1,3,5-triazine, antimalarial, dihydrofolate reductase, molecular docking, PfDHFR

Abstract

Malaria remains a global health challenge due to rising resistance to existing drugs, necessitating the discovery of novel antimalarial agents. This study aims to evaluate the binding affinity and interaction patterns of nine modified 1,3,5-triazine derivatives against the Plasmodium falciparum dihydrofolate reductase (PfDHFR) enzyme (PDB ID: 1J3J), using CP6 and WR99210 as reference and control ligands, respectively. The research employed an in silico approach with ligand geometry optimized using the semi-empirical PM6 method in Gaussian16, followed by molecular docking simulations using DOCK6. Post-docking analyses, including root mean square deviation (RMSD) and non-covalent interactions, were performed using UCSF Chimera and BIOVIA Discovery Studio. Method validation through CP6 redocking yielded an RMSD of 0.444 Å, confirming the protocol's accuracy.
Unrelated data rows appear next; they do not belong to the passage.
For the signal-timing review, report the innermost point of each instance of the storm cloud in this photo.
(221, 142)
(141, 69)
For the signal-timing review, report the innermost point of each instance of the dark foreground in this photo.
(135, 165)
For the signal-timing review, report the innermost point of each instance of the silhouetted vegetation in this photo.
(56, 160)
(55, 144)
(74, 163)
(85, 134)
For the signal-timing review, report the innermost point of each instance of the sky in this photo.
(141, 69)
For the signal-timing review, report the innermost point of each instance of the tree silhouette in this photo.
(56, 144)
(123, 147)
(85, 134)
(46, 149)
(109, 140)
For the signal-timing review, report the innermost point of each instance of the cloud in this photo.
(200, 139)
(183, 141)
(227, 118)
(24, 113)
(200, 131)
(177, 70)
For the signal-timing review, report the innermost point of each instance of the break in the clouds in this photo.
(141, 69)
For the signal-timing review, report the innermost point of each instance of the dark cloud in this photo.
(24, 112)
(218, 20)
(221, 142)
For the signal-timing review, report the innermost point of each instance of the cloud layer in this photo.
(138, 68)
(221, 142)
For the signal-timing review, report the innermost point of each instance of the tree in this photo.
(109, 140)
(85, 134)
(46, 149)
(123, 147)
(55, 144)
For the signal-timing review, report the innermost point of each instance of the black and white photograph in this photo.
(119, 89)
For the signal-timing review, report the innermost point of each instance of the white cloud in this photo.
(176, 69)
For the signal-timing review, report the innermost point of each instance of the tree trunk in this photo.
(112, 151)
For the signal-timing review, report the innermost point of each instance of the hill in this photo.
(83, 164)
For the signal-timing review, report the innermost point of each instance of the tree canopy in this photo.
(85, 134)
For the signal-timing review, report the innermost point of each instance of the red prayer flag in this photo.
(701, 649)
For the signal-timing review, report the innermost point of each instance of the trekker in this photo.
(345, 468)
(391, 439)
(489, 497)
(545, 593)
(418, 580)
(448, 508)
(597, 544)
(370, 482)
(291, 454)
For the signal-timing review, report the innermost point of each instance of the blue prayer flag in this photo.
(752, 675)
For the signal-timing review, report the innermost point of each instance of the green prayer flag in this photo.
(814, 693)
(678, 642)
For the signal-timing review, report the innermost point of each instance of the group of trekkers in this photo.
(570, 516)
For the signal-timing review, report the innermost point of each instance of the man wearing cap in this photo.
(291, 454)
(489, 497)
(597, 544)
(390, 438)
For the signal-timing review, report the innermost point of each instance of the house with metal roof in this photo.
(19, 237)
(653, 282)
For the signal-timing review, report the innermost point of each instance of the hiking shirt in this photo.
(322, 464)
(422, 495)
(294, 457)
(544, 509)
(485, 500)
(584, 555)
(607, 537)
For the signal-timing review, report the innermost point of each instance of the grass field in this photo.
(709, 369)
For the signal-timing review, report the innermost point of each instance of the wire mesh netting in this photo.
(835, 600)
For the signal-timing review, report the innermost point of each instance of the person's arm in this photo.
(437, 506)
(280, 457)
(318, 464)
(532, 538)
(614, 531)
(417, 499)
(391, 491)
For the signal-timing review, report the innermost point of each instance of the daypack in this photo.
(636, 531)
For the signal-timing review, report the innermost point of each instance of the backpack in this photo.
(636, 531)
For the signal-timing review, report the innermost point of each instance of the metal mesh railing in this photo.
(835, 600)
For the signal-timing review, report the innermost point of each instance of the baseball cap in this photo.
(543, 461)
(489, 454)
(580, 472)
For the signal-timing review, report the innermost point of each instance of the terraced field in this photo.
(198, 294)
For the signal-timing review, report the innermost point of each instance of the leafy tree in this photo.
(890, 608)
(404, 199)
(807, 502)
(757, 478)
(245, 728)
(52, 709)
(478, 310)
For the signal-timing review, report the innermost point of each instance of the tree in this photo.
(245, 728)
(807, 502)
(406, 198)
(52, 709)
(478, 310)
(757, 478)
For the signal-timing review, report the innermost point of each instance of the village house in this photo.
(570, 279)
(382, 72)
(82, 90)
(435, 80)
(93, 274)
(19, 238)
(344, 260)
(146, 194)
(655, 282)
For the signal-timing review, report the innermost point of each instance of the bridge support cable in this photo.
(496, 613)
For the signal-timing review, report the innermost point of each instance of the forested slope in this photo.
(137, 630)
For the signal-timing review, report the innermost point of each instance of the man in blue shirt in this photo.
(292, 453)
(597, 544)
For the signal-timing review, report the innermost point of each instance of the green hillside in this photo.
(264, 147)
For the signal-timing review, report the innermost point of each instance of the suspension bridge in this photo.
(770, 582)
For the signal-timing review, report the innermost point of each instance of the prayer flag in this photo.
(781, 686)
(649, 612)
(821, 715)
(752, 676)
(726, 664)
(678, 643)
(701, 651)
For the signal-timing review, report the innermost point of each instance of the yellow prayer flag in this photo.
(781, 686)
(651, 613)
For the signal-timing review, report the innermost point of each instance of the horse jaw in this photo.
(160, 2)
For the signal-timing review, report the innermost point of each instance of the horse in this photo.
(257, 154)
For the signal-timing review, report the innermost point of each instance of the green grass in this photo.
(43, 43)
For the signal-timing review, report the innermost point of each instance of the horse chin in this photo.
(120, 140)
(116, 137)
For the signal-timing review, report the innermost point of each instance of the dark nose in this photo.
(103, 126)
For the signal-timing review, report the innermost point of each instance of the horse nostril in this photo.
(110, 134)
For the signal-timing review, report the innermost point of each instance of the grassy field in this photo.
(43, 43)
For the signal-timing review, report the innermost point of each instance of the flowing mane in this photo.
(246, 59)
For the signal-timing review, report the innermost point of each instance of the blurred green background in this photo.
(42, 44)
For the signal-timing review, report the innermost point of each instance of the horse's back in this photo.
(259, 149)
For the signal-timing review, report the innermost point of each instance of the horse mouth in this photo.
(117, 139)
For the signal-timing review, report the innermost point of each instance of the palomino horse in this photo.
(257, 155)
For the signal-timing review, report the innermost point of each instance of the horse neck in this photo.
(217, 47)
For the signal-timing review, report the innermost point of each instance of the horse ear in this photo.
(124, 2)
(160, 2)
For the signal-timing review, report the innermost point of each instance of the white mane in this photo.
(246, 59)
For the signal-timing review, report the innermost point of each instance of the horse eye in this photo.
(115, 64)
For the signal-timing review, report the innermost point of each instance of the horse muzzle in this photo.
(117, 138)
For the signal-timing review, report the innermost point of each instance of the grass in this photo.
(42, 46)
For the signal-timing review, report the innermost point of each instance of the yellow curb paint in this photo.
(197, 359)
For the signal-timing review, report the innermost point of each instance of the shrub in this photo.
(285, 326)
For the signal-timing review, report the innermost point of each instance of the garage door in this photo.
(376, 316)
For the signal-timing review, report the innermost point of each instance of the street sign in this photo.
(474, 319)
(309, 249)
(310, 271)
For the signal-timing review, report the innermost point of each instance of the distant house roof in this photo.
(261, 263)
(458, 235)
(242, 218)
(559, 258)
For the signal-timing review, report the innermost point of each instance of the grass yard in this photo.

The WR99210 control exhibited the strongest binding affinity with a grid score of -61.57 kcal/mol. Among the modified compounds, the 3,4-dichlorophenoxy derivative showed superior performance with a grid score of -57.43 kcal/mol, followed by the 4-cyanophenoxy derivative (-55.73 kcal/mol). Interaction analysis revealed that the diamino-triazine scaffold maintains essential hydrogen bonds with Asp54, while phenoxy substituents enhance complex stability through hydrophobic and alkyl interactions. This study demonstrates that the PM6-DOCK6 combined approach is effective for initial screening of 1,3,5-triazine-based antimalarial candidates.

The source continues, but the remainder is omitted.